— Орудие к бою! — крикнул он издалека Ставскому, а подбежав почти вплотную, добавил, задыхаясь и блестя глазами, — наводи на трибуну!…Фугасом!
—-------------------
(*) Внешность Троцкого — из книги В.Б.Лопухина. Записки бывшего директора департамента министерства иностранных дел. СПб
(**) Курцио Малапарте утверждает, что собственная боевая группа Троцкого состояла из 2000 лично преданных ему человек, прекрасно подготовленных и сыгравших ключевую роль в Октябрьской революции.

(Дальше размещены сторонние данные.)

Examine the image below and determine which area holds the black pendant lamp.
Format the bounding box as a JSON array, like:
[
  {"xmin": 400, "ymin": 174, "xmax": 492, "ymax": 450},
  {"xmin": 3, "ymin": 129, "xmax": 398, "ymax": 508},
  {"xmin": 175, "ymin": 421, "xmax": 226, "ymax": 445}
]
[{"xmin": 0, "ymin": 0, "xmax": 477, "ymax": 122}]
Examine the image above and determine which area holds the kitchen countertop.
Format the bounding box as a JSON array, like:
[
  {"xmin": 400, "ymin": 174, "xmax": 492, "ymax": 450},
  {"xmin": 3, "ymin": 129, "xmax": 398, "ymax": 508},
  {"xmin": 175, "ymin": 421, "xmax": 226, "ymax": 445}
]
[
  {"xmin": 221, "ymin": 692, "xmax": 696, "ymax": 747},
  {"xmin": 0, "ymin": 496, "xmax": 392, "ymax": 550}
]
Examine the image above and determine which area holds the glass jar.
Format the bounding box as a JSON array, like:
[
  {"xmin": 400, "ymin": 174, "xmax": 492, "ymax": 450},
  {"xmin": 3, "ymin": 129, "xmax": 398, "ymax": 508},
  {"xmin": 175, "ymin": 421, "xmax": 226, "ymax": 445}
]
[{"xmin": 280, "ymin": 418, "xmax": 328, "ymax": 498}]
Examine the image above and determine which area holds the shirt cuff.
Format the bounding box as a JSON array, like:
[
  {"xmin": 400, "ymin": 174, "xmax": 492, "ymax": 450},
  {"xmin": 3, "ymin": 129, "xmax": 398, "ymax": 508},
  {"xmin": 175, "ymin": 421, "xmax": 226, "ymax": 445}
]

(***) Троцкий — из обращения к конституционным демократам (кадетам), декабрь 1917 года.
Глава 44. Развязка.
Первыми опасность почувствовали “абреки и кунаки” товарища Троцкого, стоящие лицом к толпе и заметившие подозрительные манёвры пушечки. Лев Давыдович замолчал и удивленно посмотрел на хобот трехдюймовки, медленно поворачивающейся в его сторону. Он привстал на цыпочки и вытянул шею, словно хотел заглянуть в черную дырочку на кончике ствола и полюбопытствовать, вылетит ли оттуда птичка.
Пронзительный, кашляющий лай орудия, похожий на краткое нецензурное ругательство, хриплый взрыв там, где только что стоял оратор, а через секунды в разные стороны полетели доски, мусор, всё это произвело на митингующих неизгладимое впечатление. Ни у кого, включая революционных боевиков, не появилось ни малейшего желания немедленно бежать и обезвреживать источник опасности. К тому же, никто не понял причины странного поведения артиллеристов. Умысел? Несчастный случай? Косорукость и алкоголизм? Пока все эти вопросы оставались без ответа, обнаружилась острая потребность лежать и не отсвечивать, а ещё лучше — при возможности включить пятую передачу и отбыть на безопасное расстояние от взбесившейся пушки.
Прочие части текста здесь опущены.